Enseñó los dientes en un intento de sonrisa, pero se notaba que estaba pasando un momento de apuro, y evitó los ojos de todos mientras trataba de aparentar lo contrario. Dashiva soltó otra risa, y Hopwil esbozó una sonrisilla.

Narishma no estaba disfrutando con el malestar de Torval, sin embargo, ni prestaba atención. Miraba a Rand sin parpadear, como si percibiese unas corrientes profundas que a los demás les pasaban inadvertidas. La mayoría de las mujeres, y no pocos hombres, lo consideraban un chico guapo y nada más, pero aquellos ojos enormes a veces parecían más conocedores que otros cualesquiera.

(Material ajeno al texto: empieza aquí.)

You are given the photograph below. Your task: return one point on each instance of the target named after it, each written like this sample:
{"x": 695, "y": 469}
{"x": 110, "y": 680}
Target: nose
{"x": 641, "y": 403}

Rand apartó la mano del Cetro del Dragón y desplegó la carta. Sus manos no temblaban exactamente. Torval sonrió amarga, débilmente, sin advertir nada. Junto a la pared de la tienda, Narishma aflojó la tensión.

En ese momento llegaron las bebidas, llevadas por un majestuoso desfile encabezado por Boreane, una hilera de illianos, cairhieninos y tearianos con sus distintos uniformes. Uno de los criados portaba una bandeja de plata y jarros para cada clase de vino, y otros dos cargaban con bandejas llenas de jarras con ponche caliente y vinos con especias y finas copas de cristal para las otras bebidas. Había frutos secos y frutas confitadas, quesos y aceitunas, cada clase acarreada por un criado o criada. Bajo la dirección de Boreane, se movieron como si siguieran los pasos de un baile, inclinándose, haciendo reverencias, uno dando paso a otro a medida que ofrecían las bandejas.

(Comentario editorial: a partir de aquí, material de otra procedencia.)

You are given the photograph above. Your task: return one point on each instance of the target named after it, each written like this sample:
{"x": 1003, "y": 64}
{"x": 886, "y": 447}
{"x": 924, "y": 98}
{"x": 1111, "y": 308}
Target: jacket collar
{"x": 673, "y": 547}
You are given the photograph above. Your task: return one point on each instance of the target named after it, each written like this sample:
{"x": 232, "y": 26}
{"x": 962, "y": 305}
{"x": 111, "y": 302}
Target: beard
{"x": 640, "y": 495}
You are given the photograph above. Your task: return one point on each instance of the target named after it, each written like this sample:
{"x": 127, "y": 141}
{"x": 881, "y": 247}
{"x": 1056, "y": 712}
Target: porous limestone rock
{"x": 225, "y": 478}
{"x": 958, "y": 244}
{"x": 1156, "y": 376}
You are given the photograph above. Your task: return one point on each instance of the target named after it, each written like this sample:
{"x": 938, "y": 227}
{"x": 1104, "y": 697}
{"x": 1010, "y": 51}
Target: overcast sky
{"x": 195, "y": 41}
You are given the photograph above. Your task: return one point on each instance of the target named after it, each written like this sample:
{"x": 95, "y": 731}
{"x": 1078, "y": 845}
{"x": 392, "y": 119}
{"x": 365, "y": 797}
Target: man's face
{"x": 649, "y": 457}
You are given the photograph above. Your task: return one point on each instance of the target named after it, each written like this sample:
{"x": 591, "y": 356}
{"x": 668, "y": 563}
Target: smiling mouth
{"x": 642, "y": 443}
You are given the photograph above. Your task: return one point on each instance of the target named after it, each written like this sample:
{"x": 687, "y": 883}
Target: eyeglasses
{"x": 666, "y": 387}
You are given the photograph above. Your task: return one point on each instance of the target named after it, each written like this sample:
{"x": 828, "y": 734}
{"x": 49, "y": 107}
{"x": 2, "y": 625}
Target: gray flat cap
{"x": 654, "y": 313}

Rand cogió una jarra de vino con especias, se sentó en el borde de la mesa y dejó el humeante recipiente a su lado, sin probarlo, enfrascado en la carta. No había nombre ni tratamiento, ni tampoco preámbulo alguno. Taim detestaba darle cualquier tipo de título, si bien intentaba disimularlo.

«Tengo el honor de informar que en la actualidad hay alistados veintinueve Asha’man, noventa y siete Dedicados y trescientos veintidós soldados en la Torre Negra. Lamentablemente, ha habido un puñado de desertores, cuyos nombres han sido suprimidos, pero las bajas durante el adiestramiento siguen siendo aceptables.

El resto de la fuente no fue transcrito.